Without exception, a diagnosis of celiac disease (CD; an autoimmune reaction to eating gluten) comes with a life sentence of wheat and gluten avoidance. Even small amounts of gluten for those with CD can trigger a reaction that damages the lining of the small intestine and sometimes causes uncomfortable gastrointestinal symptoms. But since avoiding every last trace of wheat can be a real lifestyle disruptor, researchers are trying to understand more about celiac disease in order to develop alternative treatments.
A new line of research is investigating what the human gut microbiota has to do with the onset and progression of celiac disease. Bacteria in the human small intestine participate in gluten metabolism, and scientists already know that individuals with CD tend to have a different set of small intestinal bacteria than those without the disease. Would the bacterial communities of a celiac and a non-celiac handle wheat proteins differently?
According to new research from McMaster University (Canada), when small intestinal microbes from a person with CD interact with gluten, they can trigger a different immune reaction than the microbes from a person without CD.
The new study highlights gut bacteria’s determining role in the body’s reaction to gluten.
In the study, researchers isolated species of gluten-degrading bacteria from the small intestines of individuals with and without celiac disease: the pathogenic bacteria Pseudomonas aeruginosa was isolated from those with CD (as it was uniquely found in their guts), while Lactobacillus species were taken from the small intestines of those without CD. The group colonized germ-free mice with the bacteria, fed gluten to the mice, and stood back to observe the results.
When the bacteria under study encountered gluten, they produced molecules called peptides. Knowing that different peptides talk differently to immune cells—those provoking a stronger immune response are called more “immunogenic”—the researchers tested how the peptides reacted with blood immune cells isolated from people with CD.
They found the peptides produced by the celiac-sourced Pseudomonas aeruginosa did something interesting: they activated gluten-specific immune cells, meaning the peptides were highly immunogenic. The Lactobacillus species from the healthy people, on the other hand, were able to degrade these peptides in order to decrease the immune reaction. So, it seemed, particular bacteria from the small intestine could increase or decrease the immune reactions triggered by the digestion of gluten.

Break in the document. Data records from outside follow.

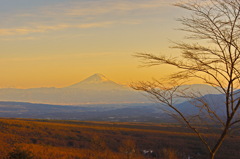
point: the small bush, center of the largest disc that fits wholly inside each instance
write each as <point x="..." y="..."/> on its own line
<point x="19" y="153"/>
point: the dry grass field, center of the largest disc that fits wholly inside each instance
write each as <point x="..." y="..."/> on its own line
<point x="58" y="139"/>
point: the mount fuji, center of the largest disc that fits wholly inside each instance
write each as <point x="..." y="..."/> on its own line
<point x="96" y="89"/>
<point x="99" y="82"/>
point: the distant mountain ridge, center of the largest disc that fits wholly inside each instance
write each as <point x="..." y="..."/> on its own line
<point x="97" y="81"/>
<point x="96" y="89"/>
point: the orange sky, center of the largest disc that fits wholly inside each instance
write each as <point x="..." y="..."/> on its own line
<point x="60" y="42"/>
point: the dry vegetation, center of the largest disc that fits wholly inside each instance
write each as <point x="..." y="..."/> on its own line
<point x="49" y="139"/>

The researchers say this work shows links between gut bacteria and the immune system in gluten metabolism; it highlights the role bacteria can play in the body’s reaction to gluten, and is consistent with the idea that bacterial dysbiosis could be a key part of celiac disease, even though the particular bacteria they studied may not be the only ones that modify gluten digestion.
With this new information, the researchers could potentially find a way to keep bacteria from producing harmful peptides—it’s just a first step, but they believe they are on track to expand the treatment options for people living with celiac disease.
Caminero A, Galipeau HJ, McCarville JL, et al. Duodenal bacteria from patients with celiac disease and healthy subjects distinctly affect gluten breakdown and immunogenicity. Gastroenterology. 2016; 151(4):670-83.